Looks like the idea is really simple, just add a lower bound and upper bound to clamp the learning rates. If the lower bound is zero, the upper bound is infinity, then it becomes Adam; if the lower bound equals the upper bound, then it becomes SGD. In AdaBound, the lower bound and upper bound are changing so that it kinds of transforming from Adam to SGD.

The performance and effectiveness of this method is still to be tested as it’s brand new, but it seems not hard to implement in fastai. Do you think it’s worth adding?

Has anyone else experimented with either of these?

I’ve tried running both of these today (from PyTorch codes here and here).
So far, running in their default configurations, AdaBound seems to train significantly slower than Adam on a couple different problems I’ve tried. Maybe the learning-rate-clamping is too much by default?

AdaFactor, for me so far, turns out to be either a bit slower than Adam (but not as slow as AdaBound) or the same as Adam.

This is with no learning rate schedule by the way – for Adam it’s easy to overwrite the LR via a look-up-table of scheduled values, but for these other optimizers the LR is its own function.

PS- It would make me happy if the next such variant were named “Adaboy.”

@drscotthawley you should try gradually annealing eps. Start at 1e-8, and cosine anneal it to 1.0. If it works well, we can write a paper and call a Adaboy. OK?

I find that gradually cosine-annealing eps fro 1e-8 to 1 seems to have the effect of sometimes “hurting” Adam at low loss values, but does not help anything else – maybe I did it wrong? As for which method performs better, on the two problems I tried (XOR & MNIST), results are…mixed. Change the learning rate, and the picture of which method outperforms which other method reverses.

If I understand your idea of annealing epsilon, you’re trying to keep the step size from getting too big when other quantities are small? And yet I’d imagine that such “flat regions” are where you’d want to try to have a larger coefficient to multiply by the (small) gradient. …So, yea, it’s not clear to me why this ought to work: Please enlighten me!

…Wait, is your idea that, by cosine-annealing eps or not, that one gets results which are closer to AdaBound or AdaFactor, respectively? I see that in the XOR case, but not for MNIST.

One other thing worth noting: AdaFactor will give NaNs if the batch size isn’t “fairly large”. e.g. on MNIST, a batch size of 32 will get NaNs right away, whereas a batch size of 200, and…it seems to do ok.

Ah the problem is that your dataset is too small. You really need to use something like Imagenet to see this issue - or at least, I don’t know how to see it otherwise. On Imagenet, using Adam works great for the first 2/3 of epochs, but then the last few epochs doesn’t quite get to the same place as SGD. Same problem if your momentum is too high, BTW.

The point of annealing eps is that with low eps, you have Adam, with high eps, you have SGD. So by annealing you get the same benefit of AdaBound, a little simpler.

Oh, ok.

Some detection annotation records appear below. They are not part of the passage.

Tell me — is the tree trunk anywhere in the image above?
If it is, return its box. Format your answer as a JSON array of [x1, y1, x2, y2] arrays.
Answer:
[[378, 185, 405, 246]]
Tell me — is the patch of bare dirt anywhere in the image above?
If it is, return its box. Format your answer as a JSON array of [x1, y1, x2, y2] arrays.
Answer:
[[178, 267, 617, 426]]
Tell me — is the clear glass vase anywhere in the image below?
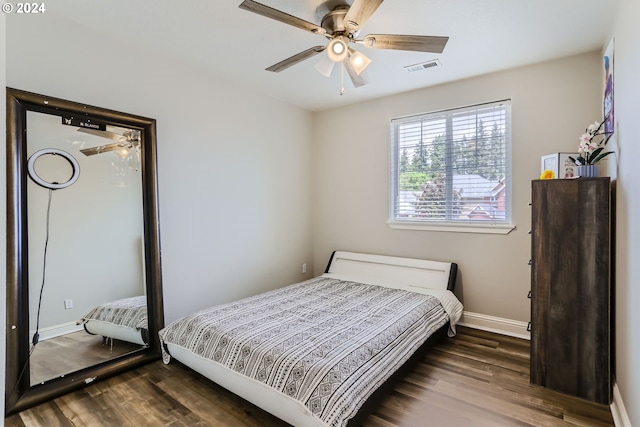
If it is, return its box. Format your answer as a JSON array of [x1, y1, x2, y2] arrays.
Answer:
[[576, 165, 598, 178]]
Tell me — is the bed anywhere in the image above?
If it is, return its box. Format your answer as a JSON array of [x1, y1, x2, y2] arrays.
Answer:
[[77, 295, 149, 346], [159, 251, 462, 427]]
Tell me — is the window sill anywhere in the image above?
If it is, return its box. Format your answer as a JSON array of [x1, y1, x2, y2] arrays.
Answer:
[[387, 221, 516, 234]]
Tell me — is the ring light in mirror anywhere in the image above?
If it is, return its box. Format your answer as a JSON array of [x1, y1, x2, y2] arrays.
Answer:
[[27, 148, 80, 190]]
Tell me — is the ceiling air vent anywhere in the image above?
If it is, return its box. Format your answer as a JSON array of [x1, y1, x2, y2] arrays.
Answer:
[[404, 59, 442, 73]]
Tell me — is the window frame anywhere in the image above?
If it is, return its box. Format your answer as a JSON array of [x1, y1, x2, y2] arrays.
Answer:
[[387, 99, 516, 234]]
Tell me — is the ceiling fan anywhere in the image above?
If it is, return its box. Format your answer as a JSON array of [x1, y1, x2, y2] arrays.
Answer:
[[78, 128, 140, 158], [239, 0, 449, 89]]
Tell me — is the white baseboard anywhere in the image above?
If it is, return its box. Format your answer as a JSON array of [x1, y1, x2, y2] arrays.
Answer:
[[611, 381, 631, 427], [459, 311, 531, 340], [29, 322, 83, 342]]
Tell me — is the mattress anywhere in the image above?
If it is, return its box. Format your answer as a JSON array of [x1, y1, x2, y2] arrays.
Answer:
[[78, 295, 148, 345], [160, 275, 461, 426]]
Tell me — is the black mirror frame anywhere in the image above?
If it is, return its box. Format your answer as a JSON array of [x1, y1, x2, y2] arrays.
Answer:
[[5, 88, 164, 416]]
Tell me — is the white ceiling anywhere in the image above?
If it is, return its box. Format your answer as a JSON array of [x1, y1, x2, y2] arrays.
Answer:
[[46, 0, 616, 111]]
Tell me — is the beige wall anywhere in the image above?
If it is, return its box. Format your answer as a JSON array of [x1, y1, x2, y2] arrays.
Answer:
[[7, 11, 313, 322], [313, 52, 602, 328], [612, 0, 640, 427]]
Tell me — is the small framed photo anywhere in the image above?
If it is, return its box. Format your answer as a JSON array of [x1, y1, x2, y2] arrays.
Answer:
[[540, 153, 579, 179]]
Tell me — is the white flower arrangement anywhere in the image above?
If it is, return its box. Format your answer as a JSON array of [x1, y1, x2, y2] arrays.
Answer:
[[569, 120, 613, 165]]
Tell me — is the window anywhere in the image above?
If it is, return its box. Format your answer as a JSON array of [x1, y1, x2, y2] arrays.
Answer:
[[389, 101, 513, 233]]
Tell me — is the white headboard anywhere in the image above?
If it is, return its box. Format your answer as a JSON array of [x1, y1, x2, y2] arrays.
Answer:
[[325, 251, 458, 291]]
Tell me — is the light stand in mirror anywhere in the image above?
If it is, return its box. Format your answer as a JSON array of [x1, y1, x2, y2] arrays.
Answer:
[[5, 88, 164, 415]]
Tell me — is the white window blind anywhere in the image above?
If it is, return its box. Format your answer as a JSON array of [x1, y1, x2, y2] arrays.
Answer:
[[390, 100, 511, 231]]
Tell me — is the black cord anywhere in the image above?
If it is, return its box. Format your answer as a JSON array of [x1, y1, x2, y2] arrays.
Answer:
[[29, 189, 53, 348], [11, 188, 53, 393]]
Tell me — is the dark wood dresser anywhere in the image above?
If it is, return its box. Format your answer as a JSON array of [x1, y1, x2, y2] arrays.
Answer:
[[531, 178, 612, 404]]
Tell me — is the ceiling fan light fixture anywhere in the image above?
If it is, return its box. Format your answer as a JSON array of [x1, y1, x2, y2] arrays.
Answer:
[[349, 49, 371, 75], [327, 36, 349, 62], [315, 55, 336, 78]]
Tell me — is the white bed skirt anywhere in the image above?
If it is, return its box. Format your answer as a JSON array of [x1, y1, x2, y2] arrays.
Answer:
[[166, 343, 327, 427], [84, 319, 147, 345]]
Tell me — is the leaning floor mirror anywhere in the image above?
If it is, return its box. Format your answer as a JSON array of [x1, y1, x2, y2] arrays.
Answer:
[[5, 88, 164, 415]]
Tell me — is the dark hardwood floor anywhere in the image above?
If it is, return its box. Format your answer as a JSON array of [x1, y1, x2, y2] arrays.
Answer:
[[5, 327, 614, 427]]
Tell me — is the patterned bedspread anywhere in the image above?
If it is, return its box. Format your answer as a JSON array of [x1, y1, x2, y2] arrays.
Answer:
[[78, 295, 147, 330], [160, 277, 449, 426]]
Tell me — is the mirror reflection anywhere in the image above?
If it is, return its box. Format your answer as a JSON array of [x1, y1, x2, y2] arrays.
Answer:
[[26, 111, 148, 385]]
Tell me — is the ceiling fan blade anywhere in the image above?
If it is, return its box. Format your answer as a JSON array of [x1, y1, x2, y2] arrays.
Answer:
[[78, 128, 127, 142], [266, 46, 325, 73], [80, 143, 130, 156], [238, 0, 326, 34], [344, 0, 383, 31], [342, 60, 369, 87], [359, 34, 449, 53]]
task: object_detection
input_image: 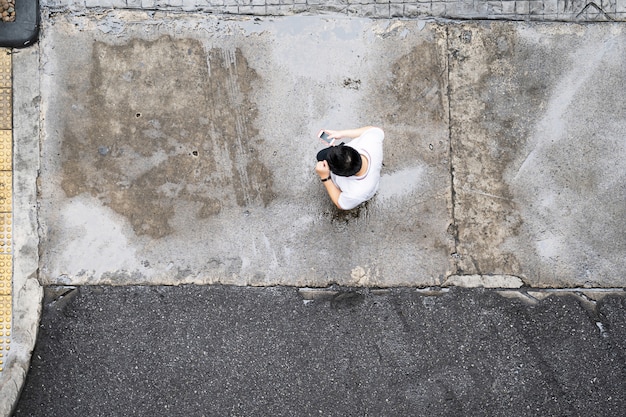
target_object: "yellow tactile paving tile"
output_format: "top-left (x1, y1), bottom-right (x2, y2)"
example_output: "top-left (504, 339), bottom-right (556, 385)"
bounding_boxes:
top-left (0, 171), bottom-right (13, 213)
top-left (0, 130), bottom-right (13, 171)
top-left (0, 213), bottom-right (13, 254)
top-left (0, 48), bottom-right (13, 88)
top-left (0, 48), bottom-right (13, 371)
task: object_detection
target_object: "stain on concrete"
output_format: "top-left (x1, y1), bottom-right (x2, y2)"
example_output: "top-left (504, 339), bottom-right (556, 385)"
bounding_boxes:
top-left (449, 25), bottom-right (544, 275)
top-left (386, 42), bottom-right (448, 124)
top-left (61, 36), bottom-right (274, 238)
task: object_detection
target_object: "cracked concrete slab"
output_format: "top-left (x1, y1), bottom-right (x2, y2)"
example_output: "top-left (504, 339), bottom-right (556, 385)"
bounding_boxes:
top-left (449, 22), bottom-right (626, 287)
top-left (39, 11), bottom-right (626, 287)
top-left (39, 12), bottom-right (453, 286)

I was using small datasets in order to experiment quickly. (I’m not yet setup to train ImageNet in 18 minutes like you are!) Is Imagenette a sufficient size for this? I just downloaded it and have started a run on my GPU.

I’ll also try enabling the eps annealing on my larger [audio] project for my next run. (Trying to finish a paper on that!) That was the project I mentioned for which AdaBound and AdaFactor were really slow at early times compared to Adam. …If the eps annealing helps Adam there, then that would be great.

Update: I got sick and have’t worked on this much since. So far all the eps-annealing has done for me is to slow down Adam.

I’ve found instructions on getting reduced versions of ImageNet, but not the full thing, yet. Asked for help in a different thread (How does one "Download ImageNet"?)